しかしマコトは前を見据え、静かに首を振った。「いいや、まだ終わりじゃない」彼は夜空を指差した。「見てごらん、エリナ。あの星を」エリナが涙を拭って見上げると、一番星がひときわ輝いている。「暗闇が深いほど、星明かりは鮮明に見えるものだ。僕たちが追い込まれた今だからこそ、次に進むべき道がはっきり見える気がするんだ」
エリナはマコトの横顔を見つめた。「次に進むべき…道?」マコトは優しく微笑んだ。「エリナ、君の記憶力と分析で編み出したデータ…あれは単なる記録じゃない。未来を切り拓く武器だ。僕は今回のことで痛感したよ。ギルドという巨大な相手に個人で対抗するには限界がある。でも…皆の力を一つに集めれば勝機はあるかもしれない」
「皆の力を…一つに?」エリナは不思議そうに首を傾げた。マコトは頷く。「そうだ。僕らが王都で始めた信用取引や先物取引で芽生えた信頼関係、それに今回助けてくれた人々…彼らとの繋がりを資本に変えるんだ」彼の目が力強い光を帯びる。「具体的には、新しい共同投資の仕組みを作る。小口の資金を皆から少しずつ募り、大きな投資を行う基金だよ。例えばETFのようなものかな」
ETFという聞き慣れない言葉にエリナは戸惑ったが、マコトの描く未来像に心が惹きつけられた。「小さな力でも集まれば大きな資本…」彼女はそこでハッとした。「それって、王都でお世話になったベルナールさんやジュードさんたち、農民の方々や若い商人さんたち、みんなの出資を募るということですか?」マコトは微笑んで頷いた。「その通り。ギルドに資金力で敵わないなら、こちらも大勢の資金を集めればいい。皆に利益を公平に配分する仕組みを作れば、きっと賛同してくれる」彼は拳を握りしめた。「次巻では…いや、次の戦いでは、この共同投資ファンドでギルドに挑むんだ!」
馬車の進む先、地平線の彼方には夜明けの兆しが見え始めていた。エリナは涙を拭い去り、力強く頷く。「はい…!私、やります。今度こそギルドなんかに負けません!」彼女の瞳には決意の光が宿っている。
抜群の記憶力で蓄えた市場知識とデータ、それに人々との信頼――すべてが次なる逆転の切り札となるだろう。

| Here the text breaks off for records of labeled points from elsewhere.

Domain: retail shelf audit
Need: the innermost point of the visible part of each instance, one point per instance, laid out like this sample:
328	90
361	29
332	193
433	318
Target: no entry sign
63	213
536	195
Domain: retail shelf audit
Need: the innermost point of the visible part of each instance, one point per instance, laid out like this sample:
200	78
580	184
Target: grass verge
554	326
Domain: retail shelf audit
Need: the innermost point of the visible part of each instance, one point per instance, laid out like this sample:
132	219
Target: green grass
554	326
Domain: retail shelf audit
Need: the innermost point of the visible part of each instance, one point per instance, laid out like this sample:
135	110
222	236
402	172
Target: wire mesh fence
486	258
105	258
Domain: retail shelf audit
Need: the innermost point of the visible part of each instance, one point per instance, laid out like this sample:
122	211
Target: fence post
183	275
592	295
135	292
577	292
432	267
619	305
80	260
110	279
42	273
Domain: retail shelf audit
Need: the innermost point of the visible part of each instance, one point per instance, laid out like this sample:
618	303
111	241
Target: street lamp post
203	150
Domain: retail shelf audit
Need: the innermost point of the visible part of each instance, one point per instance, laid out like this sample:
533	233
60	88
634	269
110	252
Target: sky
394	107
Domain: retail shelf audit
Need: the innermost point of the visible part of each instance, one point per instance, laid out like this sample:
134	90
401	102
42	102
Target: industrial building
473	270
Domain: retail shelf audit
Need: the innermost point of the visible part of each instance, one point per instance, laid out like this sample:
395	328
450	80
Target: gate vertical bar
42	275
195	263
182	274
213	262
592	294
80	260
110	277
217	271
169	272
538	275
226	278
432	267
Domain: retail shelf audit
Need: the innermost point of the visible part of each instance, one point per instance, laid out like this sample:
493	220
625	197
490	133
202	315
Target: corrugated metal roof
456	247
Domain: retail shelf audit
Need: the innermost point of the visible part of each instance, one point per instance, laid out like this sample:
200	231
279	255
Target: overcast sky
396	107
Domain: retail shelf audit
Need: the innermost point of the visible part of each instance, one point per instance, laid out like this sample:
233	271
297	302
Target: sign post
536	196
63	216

マコトも静かに微笑んだ。追われる身にはなったが、心は折れていない。むしろ覚悟はより一層強く燃えている。「行こう、エリナ。僕たちにはまだやるべきことがある」そう言ってマコトは手綱を握り直し、夜明けに向かって馬車を走らせた。
夜の闇が明ければ、新たな戦いの幕開けだ。今は亡き星空を背に、二人の商人は未来への一歩を踏み出した。次巻、ギルドとの最後の決戦に向け、反撃の狼煙が上がる――。